Fill out this interest form if you would like to contribute to this project.


Our Approach to the 2019 Convention

Last but not least, Build is actively organizing for the 2019 National Convention. Since the 2017 National Convention, DSA has done an incredible amount of vital work. But DSA has not reached its full potential. Other necessary work has been stifled and members turned away by an almost unending stream of drama, anti-democratic actions, and other problems emanating from the national organization and from certain chapters.  While some of these issues are simply growing pains and the inevitable result of putting too many responsibilities on overburdened volunteer leadership and paid staff, other issues are reflective of deep divides within the organization.  

We believe that most of the national organization’s troubles are the direct result of escalating factionalism, personal attacks, and a zero-sum approach to internal political differences. As discussed, the founding members of Build came together united by their own personal experiences on the receiving end of this toxicity. These behaviors are unacceptable, and so we are now organizing our network to elect delegates who will pass internal reforms to increase transparency and good governance in the national organization, and to enact our shared values.

But, beyond this, we recognize that governance reforms themselves are not enough to protect the big tent. As the past two years have shown, a factional NPC can ignore or gut bylaws and convention resolutions it deems inconvenient, and when it does so there is no meaningful internal recourse for the membership. Thus, we must work to elect an NPC that will work collaboratively to put our shared values into practice. 
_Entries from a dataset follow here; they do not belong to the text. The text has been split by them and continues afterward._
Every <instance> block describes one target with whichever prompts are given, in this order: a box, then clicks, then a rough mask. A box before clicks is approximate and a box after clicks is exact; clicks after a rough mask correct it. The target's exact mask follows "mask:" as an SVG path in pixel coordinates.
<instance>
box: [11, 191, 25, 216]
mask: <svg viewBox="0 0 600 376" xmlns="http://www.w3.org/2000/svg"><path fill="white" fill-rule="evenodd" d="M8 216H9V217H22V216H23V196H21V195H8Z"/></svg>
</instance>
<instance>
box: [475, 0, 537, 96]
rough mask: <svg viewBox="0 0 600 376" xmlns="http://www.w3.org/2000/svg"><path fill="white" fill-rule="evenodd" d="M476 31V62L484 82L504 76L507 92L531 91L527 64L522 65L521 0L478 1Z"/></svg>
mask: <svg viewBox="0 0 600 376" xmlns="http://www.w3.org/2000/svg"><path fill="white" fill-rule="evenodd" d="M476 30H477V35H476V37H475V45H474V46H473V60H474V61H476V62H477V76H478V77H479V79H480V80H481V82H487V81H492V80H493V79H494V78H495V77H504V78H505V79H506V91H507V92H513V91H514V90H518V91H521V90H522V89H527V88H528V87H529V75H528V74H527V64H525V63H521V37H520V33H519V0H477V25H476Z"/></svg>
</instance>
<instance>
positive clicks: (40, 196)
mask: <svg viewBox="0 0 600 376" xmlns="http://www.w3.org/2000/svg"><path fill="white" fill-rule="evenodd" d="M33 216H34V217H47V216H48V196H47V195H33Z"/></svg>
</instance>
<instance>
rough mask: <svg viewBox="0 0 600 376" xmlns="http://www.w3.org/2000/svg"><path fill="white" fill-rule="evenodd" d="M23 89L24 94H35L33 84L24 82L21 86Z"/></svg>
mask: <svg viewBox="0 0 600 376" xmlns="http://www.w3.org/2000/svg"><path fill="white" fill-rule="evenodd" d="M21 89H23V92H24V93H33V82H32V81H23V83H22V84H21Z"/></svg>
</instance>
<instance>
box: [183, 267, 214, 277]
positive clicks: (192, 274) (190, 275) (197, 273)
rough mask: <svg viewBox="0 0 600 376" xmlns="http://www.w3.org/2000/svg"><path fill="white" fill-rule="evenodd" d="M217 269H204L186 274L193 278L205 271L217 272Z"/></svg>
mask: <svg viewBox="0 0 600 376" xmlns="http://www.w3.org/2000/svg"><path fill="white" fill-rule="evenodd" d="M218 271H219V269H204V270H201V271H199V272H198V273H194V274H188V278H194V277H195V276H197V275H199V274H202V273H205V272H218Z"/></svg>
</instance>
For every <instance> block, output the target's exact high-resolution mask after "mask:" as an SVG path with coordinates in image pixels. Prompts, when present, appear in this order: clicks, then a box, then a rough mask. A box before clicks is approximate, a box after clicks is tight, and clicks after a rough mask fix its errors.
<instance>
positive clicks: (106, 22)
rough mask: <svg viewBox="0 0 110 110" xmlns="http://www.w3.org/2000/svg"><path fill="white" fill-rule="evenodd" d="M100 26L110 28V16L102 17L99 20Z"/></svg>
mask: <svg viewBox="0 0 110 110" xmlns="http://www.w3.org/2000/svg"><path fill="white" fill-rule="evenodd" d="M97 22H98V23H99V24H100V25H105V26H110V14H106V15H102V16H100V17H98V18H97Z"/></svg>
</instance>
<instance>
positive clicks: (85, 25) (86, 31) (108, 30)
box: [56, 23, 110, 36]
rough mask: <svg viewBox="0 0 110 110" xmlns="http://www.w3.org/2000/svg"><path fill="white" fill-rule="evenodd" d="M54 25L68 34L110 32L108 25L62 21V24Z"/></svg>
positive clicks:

As for slates, we want to be very specific about what we will and won’t do. Because we are not a “caucus”—which, as defined above, we take to mean a faction with a defined policy platform or narrow prescription for political action—we will not run a traditional, single-tendency ideological slate of candidates. What we do intend to do is help bring together potential NPC candidates, caucuses, and factions to negotiate the creation of a multi-tendency coalition slate that can win a majority of NPC seats and work productively together after the convention. The 2019 National Convention is our only realistic opportunity to defeat the factionalism that has tainted the work of the national organization, and set it on firmer ground going forward. Build will not let this opportunity pass DSA by. We invite all DSA members who share our vision to work with us in finding the collective answer to our common questions.

For we are going to sweep into power in this nation and throughout the world.

We are going to destroy all enslaving and degrading capitalist institutions, and we will recreate them as free and humanizing institutions.

The world is daily changing, but the sun of capitalism is setting and the sun of socialism is rising. 

We socialists are the builders of the beautiful world that is to be.